Bremont are much the same in that respect. It’s really easy to buy into the brand, to enjoy the story. It’s not the super mega watches that were getting all the headlines 10 years ago and I think that’s a really healthy direction because it’s a much bigger audience. It’s perhaps less about pure horology and much more about being a brand that’s a full service brand with a great story, really good product, and it comes presented in a way that meets contemporary tastes.
Does the high end watch industry follow other luxury sectors in terms of the peaks and troughs of the market, or does it tend to follow its own course?
I think the higher up you go, it follows the same sorts of cycles as contemporary art, fine jewellery, all those other things. But all these areas have their own internal pressures, so the dominance of Patek Philippe and Rolex at auction is a phenomenon you don’t have in say the world of fine wines, so there are different things going on, but particularly in terms of the new side of the industry then yes, they face the same pressures. If the Chinese suddenly buying this year and not next year that does create problems whatever it is you’re trying to sell.
Speaking of China, is it still the market everyone is trying to reach?
Yes and what we’ve learned is the Chinese consumer of today is not the one of tomorrow. It’s a very quick-moving market. The average Chinese consumer was very brand name orientated four years ago but this is not necessarily the case now. It’s a fast, maturing market and I would guess is liable to the same individual fluctuations as everyone else.
My guess is that to look after the Chinese market will be a matter of making sure you have the right things in place in terms of language, payment systems, and just the way you look after clients generally.
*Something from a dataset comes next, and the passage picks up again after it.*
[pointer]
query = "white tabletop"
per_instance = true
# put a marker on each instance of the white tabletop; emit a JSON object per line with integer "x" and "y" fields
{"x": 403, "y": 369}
But if you just try to create products for the Chinese market you will fall flat on your face.
Can you tell us about the valuations service on offer at the show?
Bonhams are here, Watch Finder are here, Watches of Knightsbrige are here and they are all engaged in pre-owned or vintage watches.
Bonhams have been part of Salon QP pretty much from the start, and it’s a growing part of the watch world. Particularly the pre-owned side of watches, just because there’s so many watches out there. The growth of luxury watches has been going on for 15-20 years and now there’s watches out there that are part of the eco-system.
And what about the Gems of Time exhibition this year?
That’s a really interesting extension for us. High jewellery watches is one of the more interesting sectors creatively in the whole business and it just seems to be having its moment right about now. Also, by default, Salon QP is an essentially male oriented event, but if you look at the visitors, it’s not 90% male, it’s nearer 50/50, so we thought we have to offer something that’s more female oriented.
The other thing that’s interesting is that it’s a much more curated approach than we have in the rest of the show. It is watches chosen that follow a theme that’s been set out, and the brands who are involved have been asked to help illustrate that. It’s staged and curated in a much more overt way than in the rest of the galleries.
Finally, what do you think will be the major innovations in luxury watches over the next 5-10 years?
I wish I knew! I suspect that it will with things like case making and dial making, which are actually very difficult but unsung skills. In terms of watch technology, I think what you’ll see is a wider feed through of technologies that are already there. Omega’s movements are now by default magnetic, silicon-based and you will see that spread through the industry so that the critical parts are by default the silicon or similar rather than, for example, brass. In terms of style, don’t ask me!